High-quality Tungsten-doped Vanadium Dioxide Thin Films Fabricated in an Extremely Low-oxygen Furnace Environment

Abstract: This work reports the fabrication and characterization of high-quality tungsten-doped vanadium dioxide (WxV1-xO2, x = 0~3 at. %) by thermal oxidation of sputtered tungsten-vanadium alloyed thin films with different atomic percentages and high-temperature annealing in an extremely low oxygen atmosphere (5 to 20 ppm) along with reduction of surface over-oxides in high vacuum (1 mPa). Oxidation parameters such as temperature, time and nitrogen purging rate are first optimized for obtaining high quality undoped VO2 thin film.
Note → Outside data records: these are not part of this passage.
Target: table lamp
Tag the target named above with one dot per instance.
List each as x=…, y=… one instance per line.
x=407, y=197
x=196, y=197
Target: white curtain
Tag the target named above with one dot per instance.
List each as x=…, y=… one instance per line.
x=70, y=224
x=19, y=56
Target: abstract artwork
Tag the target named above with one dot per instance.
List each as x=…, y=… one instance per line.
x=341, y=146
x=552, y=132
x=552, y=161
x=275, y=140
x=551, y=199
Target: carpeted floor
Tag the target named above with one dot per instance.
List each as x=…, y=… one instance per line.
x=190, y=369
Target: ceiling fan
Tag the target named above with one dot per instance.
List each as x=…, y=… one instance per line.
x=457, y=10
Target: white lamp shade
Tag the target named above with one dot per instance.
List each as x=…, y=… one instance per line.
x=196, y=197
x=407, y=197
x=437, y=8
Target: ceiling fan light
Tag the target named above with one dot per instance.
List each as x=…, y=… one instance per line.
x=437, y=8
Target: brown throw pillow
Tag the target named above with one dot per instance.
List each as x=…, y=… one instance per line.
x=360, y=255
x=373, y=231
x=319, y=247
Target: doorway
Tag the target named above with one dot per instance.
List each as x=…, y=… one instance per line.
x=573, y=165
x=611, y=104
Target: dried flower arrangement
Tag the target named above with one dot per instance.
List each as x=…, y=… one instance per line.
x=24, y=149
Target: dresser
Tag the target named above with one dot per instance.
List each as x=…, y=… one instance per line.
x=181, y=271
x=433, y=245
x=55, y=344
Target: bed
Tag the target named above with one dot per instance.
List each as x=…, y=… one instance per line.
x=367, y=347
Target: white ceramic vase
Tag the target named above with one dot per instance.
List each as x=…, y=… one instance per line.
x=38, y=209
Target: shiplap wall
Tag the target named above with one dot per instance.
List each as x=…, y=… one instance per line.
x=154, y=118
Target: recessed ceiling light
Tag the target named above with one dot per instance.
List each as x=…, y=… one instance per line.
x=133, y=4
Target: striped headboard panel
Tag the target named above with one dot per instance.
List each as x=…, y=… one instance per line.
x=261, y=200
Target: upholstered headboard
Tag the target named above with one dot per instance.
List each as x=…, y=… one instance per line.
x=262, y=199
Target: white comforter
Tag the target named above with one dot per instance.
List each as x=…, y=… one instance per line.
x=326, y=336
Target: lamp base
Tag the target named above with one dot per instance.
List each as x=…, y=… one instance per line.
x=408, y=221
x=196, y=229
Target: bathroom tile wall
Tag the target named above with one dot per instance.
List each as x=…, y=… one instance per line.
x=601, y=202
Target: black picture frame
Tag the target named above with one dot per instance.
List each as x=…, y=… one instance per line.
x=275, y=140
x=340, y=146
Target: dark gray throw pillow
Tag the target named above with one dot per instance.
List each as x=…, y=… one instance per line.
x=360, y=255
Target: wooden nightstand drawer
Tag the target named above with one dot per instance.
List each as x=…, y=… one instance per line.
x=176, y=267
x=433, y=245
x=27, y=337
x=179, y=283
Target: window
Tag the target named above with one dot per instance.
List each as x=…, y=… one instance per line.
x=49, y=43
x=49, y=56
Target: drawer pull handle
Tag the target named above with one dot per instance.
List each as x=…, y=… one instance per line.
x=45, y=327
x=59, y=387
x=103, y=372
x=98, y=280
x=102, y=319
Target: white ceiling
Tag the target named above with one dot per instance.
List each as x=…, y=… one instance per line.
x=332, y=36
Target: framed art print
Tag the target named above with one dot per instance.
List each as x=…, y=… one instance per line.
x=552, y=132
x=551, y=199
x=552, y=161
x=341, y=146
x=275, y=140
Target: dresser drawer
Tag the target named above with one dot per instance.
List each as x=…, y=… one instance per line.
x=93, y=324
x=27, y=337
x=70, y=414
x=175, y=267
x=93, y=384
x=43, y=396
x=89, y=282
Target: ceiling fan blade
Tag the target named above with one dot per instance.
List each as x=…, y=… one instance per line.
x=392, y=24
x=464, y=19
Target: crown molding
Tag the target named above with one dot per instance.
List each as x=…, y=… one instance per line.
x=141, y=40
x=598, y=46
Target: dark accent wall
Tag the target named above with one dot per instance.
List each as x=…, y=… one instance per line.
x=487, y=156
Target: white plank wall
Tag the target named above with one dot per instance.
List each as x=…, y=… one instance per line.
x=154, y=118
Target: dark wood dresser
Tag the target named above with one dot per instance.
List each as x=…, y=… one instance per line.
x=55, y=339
Insulator-to-metal (IMT) phase transition behavior of VO2 thin films fabricated in a low-O2 environment is characterized with temperature dependent spectral infrared transmittance and electrical resistivity measurements, where there is 15% higher infrared transmittance change and additional 1 order change in resistivity in comparison with VO2 thin films fabricated in a O2-rich environment. Grazing angle X-ray diffraction scan confirms no presence of higher oxides in the VO2 oxidized in low-O2 environment, which improves its quality significantly. Comprehensive studies on thermal annealing and vacuum reduction for tungsten doped VO2 thin films are also carried out to find the optimal fabrication conditions. With the tungsten at. % measured by X-ray photoelectron spectroscopy, the optimal WVO2 thin films fabricated through this streamlined oxidation, annealing and reduction processes in extremely low-O2 furnace environment exhibit lowered IMT temperature at -23{\deg}C per at.% of tungsten dopants from 68{\deg}C without doping. This low-cost and scalable fabrication method could facilitate the wide development of tunable WVO2 coatings in thermal and energy applications.